While he emphasized that the majority of Olympic athletes do not use drugs, Schultz said Olympic organizers must improve the testing procedures for banned substances.

"If all you do is test at events, the only people you catch are the dumb ones," Schultz told participants in a sports conference at the Freedom Forum in Arlington. ". . . The cheaters have been ahead of the good guys for years."

Some performance-enhancing drugs go undetected, Schultz said, because tests haven't been developed to discover those who abuse them. He added that Olympic organizers hope to have better drug testing in place by the 2000 Games in Sydney, and that the USOC is making progress in its search for an independent agency to administer drug testing in an effort to raise its credibility.

Currently, the USOC has its own drug lab for testing American athletes, and it sends test results to the International Olympic Committee. The IOC reports any athlete who uses a banned substance to the international governing body that oversees that athlete's sport. "We can't hide it, if somebody is positive," Schultz said. "But, yet there's still that perception, 'You're not serious because you do it yourself.' "

Schultz said he is committed to improving drug testing.

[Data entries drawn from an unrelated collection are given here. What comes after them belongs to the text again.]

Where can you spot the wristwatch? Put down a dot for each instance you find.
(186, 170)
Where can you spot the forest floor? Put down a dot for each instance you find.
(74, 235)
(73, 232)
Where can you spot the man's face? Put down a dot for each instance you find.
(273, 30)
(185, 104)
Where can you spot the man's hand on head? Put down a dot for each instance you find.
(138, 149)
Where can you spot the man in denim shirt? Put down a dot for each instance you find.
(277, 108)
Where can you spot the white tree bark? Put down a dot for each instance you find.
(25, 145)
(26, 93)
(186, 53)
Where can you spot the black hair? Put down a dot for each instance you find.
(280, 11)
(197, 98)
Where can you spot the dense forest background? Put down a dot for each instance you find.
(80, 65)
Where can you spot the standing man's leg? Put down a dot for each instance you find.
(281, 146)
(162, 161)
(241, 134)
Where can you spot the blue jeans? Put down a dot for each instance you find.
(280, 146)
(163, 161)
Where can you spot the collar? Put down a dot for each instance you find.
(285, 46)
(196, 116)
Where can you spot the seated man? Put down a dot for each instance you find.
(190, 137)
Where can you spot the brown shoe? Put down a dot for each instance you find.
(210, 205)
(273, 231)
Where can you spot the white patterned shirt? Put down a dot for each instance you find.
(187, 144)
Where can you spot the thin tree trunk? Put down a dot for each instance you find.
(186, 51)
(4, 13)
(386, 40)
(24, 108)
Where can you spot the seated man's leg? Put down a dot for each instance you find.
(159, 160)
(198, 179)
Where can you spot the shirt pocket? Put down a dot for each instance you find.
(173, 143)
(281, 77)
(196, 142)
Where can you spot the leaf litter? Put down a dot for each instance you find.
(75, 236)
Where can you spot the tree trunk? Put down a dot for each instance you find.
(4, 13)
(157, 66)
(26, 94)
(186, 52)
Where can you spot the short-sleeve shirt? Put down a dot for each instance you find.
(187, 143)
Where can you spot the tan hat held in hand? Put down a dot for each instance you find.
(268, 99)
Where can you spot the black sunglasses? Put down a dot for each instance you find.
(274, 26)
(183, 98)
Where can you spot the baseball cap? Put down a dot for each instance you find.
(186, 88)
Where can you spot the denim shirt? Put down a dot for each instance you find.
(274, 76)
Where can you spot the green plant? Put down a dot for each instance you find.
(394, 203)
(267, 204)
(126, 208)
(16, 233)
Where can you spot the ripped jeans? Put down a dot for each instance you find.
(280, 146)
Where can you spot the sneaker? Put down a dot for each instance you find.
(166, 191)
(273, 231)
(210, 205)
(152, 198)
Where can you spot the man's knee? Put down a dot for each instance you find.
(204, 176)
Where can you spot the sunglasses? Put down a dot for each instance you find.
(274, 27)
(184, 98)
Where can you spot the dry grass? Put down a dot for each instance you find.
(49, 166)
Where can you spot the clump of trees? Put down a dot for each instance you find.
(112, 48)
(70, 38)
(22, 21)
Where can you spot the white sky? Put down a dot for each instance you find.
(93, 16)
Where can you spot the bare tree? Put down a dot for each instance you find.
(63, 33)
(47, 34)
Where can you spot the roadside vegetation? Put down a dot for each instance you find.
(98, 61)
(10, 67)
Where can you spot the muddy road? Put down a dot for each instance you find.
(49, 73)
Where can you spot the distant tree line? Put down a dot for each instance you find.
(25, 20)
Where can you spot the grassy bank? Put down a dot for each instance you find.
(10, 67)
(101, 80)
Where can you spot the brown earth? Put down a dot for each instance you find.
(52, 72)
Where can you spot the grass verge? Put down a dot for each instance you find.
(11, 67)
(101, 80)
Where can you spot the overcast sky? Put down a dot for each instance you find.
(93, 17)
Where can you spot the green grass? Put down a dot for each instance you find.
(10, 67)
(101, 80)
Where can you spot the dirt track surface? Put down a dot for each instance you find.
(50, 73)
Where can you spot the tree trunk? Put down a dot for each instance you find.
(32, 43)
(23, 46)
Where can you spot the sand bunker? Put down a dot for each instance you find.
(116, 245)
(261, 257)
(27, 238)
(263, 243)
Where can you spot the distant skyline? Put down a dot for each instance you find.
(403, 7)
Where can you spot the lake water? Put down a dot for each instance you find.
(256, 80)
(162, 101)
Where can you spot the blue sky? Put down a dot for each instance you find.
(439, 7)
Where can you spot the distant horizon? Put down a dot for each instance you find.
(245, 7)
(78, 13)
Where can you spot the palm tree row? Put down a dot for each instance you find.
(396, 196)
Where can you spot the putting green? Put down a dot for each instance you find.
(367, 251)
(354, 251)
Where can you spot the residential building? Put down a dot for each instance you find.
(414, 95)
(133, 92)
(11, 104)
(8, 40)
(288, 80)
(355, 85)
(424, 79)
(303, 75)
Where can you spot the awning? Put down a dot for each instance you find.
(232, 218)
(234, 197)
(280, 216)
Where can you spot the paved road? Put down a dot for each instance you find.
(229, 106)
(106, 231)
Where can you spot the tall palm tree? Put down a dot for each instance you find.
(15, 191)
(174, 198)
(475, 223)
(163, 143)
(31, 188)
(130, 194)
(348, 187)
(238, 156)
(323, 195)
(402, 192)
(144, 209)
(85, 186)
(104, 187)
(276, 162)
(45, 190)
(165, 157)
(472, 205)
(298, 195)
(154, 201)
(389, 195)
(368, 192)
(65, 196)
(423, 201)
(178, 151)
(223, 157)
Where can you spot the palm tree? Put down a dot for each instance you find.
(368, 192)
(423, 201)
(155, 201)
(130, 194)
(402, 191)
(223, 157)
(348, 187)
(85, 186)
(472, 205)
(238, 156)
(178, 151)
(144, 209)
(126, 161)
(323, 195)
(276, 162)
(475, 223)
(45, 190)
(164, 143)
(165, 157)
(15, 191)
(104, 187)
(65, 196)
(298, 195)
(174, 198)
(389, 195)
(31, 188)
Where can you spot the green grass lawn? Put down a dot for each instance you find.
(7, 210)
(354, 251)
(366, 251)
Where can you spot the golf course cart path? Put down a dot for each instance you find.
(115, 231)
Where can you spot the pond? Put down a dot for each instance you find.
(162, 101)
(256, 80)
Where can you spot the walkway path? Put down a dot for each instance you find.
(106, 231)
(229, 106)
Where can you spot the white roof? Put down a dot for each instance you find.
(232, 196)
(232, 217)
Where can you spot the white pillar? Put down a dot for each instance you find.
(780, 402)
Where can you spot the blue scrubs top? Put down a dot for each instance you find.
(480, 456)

"Our athletes want the toughest [drug testing] programs we can come up with and the toughest penalties because there is not that many of them that do it and they really want to nail the ones that are," he said.

Schultz spoke to about 125 sports leaders, athletes, referees, academics and health professionals at a conference on sportsmanship and ethical conduct in sports. The conference is sponsored by USA Today and the Citizenship Through Sports Alliance, a group of 10 amateur and professional sports organizations.